REVIEW: Smith Westerns – Dye It Blonde

Today marks the release of Chicago four-piece Smith Western’s sophomore album, “Dye It Blonde” via Fat Possum. All aged between 18-20, the group’s youthful, teenage charm is probably the strongest quality that shines across all of the album’s 10 tracks. It’s an album full of teenage anthems, which although attributed to the lo-fi scene, has a cleaner sound that brings forth more similarities to their current tour-partners, Girls.

It would be pretty simple to label them as a more up-tempo Girls, yet this album, in my opinion, has a lot more to offer than that of the San Francisco natives. Starting with “Weekend”‘s glittery intro, which to me sounds like an ice cream van, and it’s “Na Na Na Na, a girl like you,” chorus, Smith Westerns scream a portrayal of youth, naivety and desire. With Beatles-esque “oooooooooooohs” it’s hard not to be drawn into this catchy collection of instant guitar pop hits.
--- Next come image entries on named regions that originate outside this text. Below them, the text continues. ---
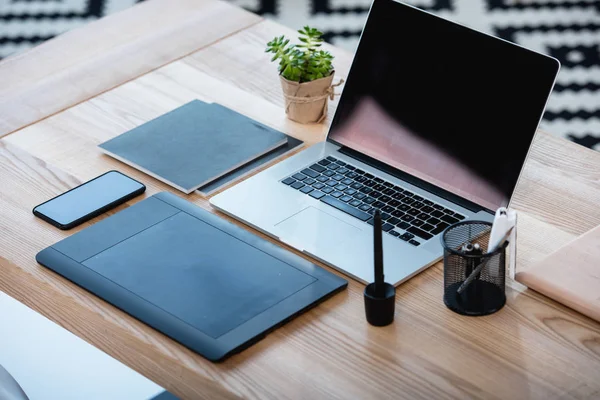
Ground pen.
[373,210,384,296]
[456,228,513,294]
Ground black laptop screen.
[329,0,559,210]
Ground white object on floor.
[0,292,164,400]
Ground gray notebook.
[99,100,287,193]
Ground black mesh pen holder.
[441,221,508,316]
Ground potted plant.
[266,26,343,123]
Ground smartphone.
[33,171,146,230]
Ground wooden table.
[0,0,600,399]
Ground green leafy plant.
[266,26,333,82]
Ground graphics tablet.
[36,192,347,361]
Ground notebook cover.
[99,100,287,193]
[198,103,304,196]
[515,226,600,322]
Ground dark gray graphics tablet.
[36,192,347,361]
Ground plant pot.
[279,72,334,124]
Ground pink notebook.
[515,226,600,322]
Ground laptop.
[210,0,560,285]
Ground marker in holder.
[441,221,508,316]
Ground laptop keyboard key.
[427,217,442,225]
[411,219,425,226]
[301,168,319,178]
[407,226,433,240]
[431,222,450,235]
[381,223,394,232]
[420,222,435,232]
[410,202,425,209]
[310,164,327,173]
[321,196,371,221]
[396,221,410,229]
[309,190,325,200]
[400,232,415,242]
[440,215,458,224]
[382,206,395,213]
[358,203,371,212]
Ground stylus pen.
[456,228,512,294]
[373,210,384,295]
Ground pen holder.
[441,221,508,316]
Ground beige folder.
[515,226,600,322]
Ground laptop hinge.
[338,146,494,214]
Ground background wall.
[0,0,600,150]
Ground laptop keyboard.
[281,156,465,246]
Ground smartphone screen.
[33,171,146,229]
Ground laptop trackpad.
[275,207,361,252]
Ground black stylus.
[373,210,384,296]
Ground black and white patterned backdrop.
[0,0,600,150]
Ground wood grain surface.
[0,0,261,137]
[0,6,600,399]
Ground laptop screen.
[328,0,559,210]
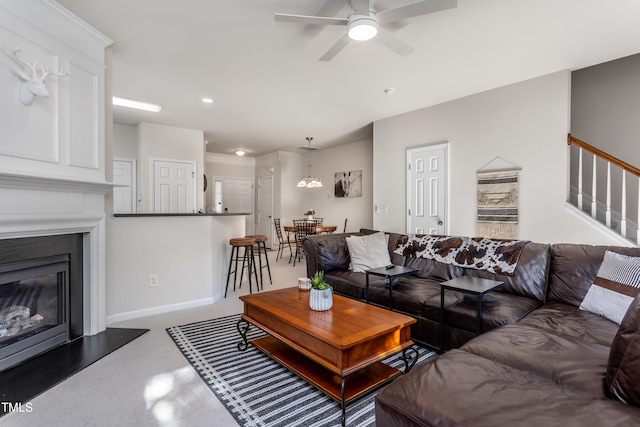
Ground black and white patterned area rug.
[167,314,436,427]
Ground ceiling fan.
[275,0,458,61]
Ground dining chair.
[273,218,293,262]
[289,219,316,267]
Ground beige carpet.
[0,252,306,427]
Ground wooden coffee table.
[238,287,418,425]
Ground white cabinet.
[0,0,112,182]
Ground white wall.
[373,71,617,244]
[111,123,138,159]
[106,216,245,324]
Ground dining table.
[284,225,338,234]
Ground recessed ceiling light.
[113,96,162,113]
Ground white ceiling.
[58,0,640,156]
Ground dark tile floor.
[0,328,148,416]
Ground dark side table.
[440,276,504,353]
[365,265,418,310]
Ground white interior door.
[222,178,253,234]
[153,160,196,213]
[407,144,448,234]
[113,159,136,213]
[257,176,275,246]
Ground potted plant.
[309,271,333,311]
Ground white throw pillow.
[346,231,391,272]
[580,251,640,325]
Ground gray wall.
[373,71,614,244]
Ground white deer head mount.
[13,47,68,106]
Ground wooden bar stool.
[244,234,273,290]
[224,237,260,298]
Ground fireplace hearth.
[0,233,83,372]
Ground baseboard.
[107,294,216,325]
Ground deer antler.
[13,47,36,80]
[40,65,69,81]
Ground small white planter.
[309,289,333,311]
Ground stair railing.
[567,134,640,243]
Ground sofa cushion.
[404,257,463,282]
[345,231,391,272]
[520,302,618,347]
[369,275,440,316]
[580,251,640,324]
[549,243,640,307]
[324,270,387,300]
[464,242,550,302]
[605,296,640,406]
[423,290,542,332]
[460,324,609,399]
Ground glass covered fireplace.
[0,255,69,371]
[0,233,83,372]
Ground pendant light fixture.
[298,137,322,188]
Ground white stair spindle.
[578,147,584,210]
[620,169,627,237]
[605,162,611,228]
[591,154,598,219]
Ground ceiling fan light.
[348,16,378,41]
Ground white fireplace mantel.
[0,172,113,335]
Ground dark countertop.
[113,212,251,218]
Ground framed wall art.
[334,170,362,197]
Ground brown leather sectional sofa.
[304,230,640,427]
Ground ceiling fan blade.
[304,0,346,36]
[349,0,370,15]
[376,0,458,24]
[274,13,349,25]
[318,34,351,61]
[375,28,413,56]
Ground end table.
[365,265,418,310]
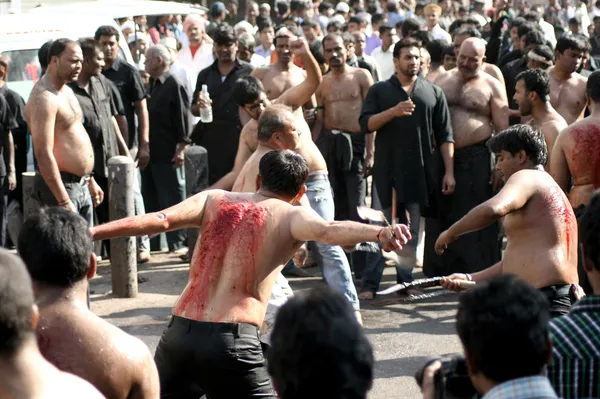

The group were apparently inspired by British acts like T-Rex and you can certainly pick up on this, especially in tracks like “Fallen In Love”, the intro of which reminds me a lot of Franz Ferdinand and their song “Walk Away”. In fact, “Dye It Blonde” is, for me, incredibly reminiscent of Franz Ferdinand’s second album, “You Could Have It So Much Better…” but with a tinge of country rock. Obviously it’s not a strong correlation as there are massive contrasts of style, yet the sense of bigger, bolder things that the music accentuates shows that these albums have common ground.

My personal favourite is the album’s fourth track “All Die Young”. A true anthem that just seems to transcend the rest. It has this grandiose essence without even trying and if you cannot connect to a younger, wilder self when you hear this, I don’t know what is wrong with you. It obviously deals with teenage ideals of “live fast, die young” but they do so almost, dare I say it, adorably? A serious and slow-build is counteracted by a jump-around, januty sing-a-long segment that you will be helpless not to enjoy.

The album ends with the slow and chilled-out conclusion song, “Dye The World”, which is undoubtedly brilliant. It sounds like an epitaph to teenage years and a grand fuck you to growing-up and while Smith Westerns songs may seem riddled with teenage cliches, that doesn’t make them any less charming. In fact, it’s the cliches that make it so enthralling. Smith Westerns present a new twists on something familiar, guitar-pop with teenage angst that will actually make you feel a hell of a lot happier than before.